Devouring Age of Innocence, in which the destruction is merely bitter-sweet, I turned to The House of Mirth, set in the Gilded Age, which was still in effect in 1905, when it was first published.
O the bitterness, the waste of a life -- a talented, struggling, isolated woman's life -- the sheer awe-fullness of it, eclipsed anything I'd read up that time, other than in George Eliot. There was nothing warm about the people of this book other than the protagonist's fire to not be what she was condemned to be.
So, these quoted words of Wharton concerning centering a frivolous, useless society in one's writing resonate magnificently in the past, the present, and if there shall be one, no doubt in the future too.
Wharton had already written books including a novel set in 18th-century Italy and a volume on interior design when she began drafting a novel set in the rarefied world of moneyed New York. The challenge, she recalls in A Backward Glance, was to find the gravitas in such a world. “The answer was that a frivolous society can acquire dramatic significance only through what its frivolity destroys. Its tragic implication lies in its power of debasing people and ideals. The answer, in short, was my heroine, Lily Bart.”

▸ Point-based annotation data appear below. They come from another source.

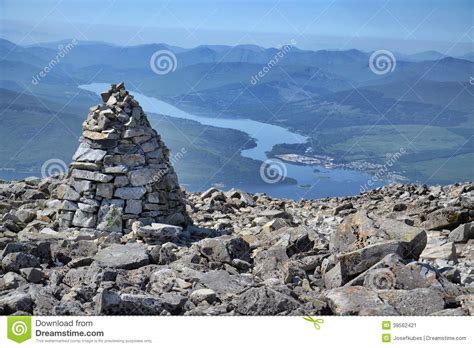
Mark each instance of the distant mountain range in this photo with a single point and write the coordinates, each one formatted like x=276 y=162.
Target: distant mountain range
x=333 y=97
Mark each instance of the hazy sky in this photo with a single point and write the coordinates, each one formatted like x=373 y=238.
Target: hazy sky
x=403 y=25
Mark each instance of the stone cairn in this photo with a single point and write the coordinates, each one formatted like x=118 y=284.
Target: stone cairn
x=121 y=171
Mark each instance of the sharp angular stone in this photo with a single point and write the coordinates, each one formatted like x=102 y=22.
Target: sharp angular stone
x=110 y=215
x=93 y=176
x=130 y=192
x=85 y=154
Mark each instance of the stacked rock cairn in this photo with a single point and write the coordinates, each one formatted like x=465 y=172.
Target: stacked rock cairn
x=121 y=172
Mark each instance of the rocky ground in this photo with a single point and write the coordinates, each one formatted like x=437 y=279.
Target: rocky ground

Presently we daily witness and experience ourselves, we who aren't members in our neo-Gilded Age class of heartlessly frivolous powerful and obscenely wealthy, the destruction they wreak upon us and the planet.
No wonder Dominick Dunne, one of our own literary chroniclers of the descendants of Wharton's people and those who came and come up to elbow them aside, named his novel, Too Much Money (2009), after them.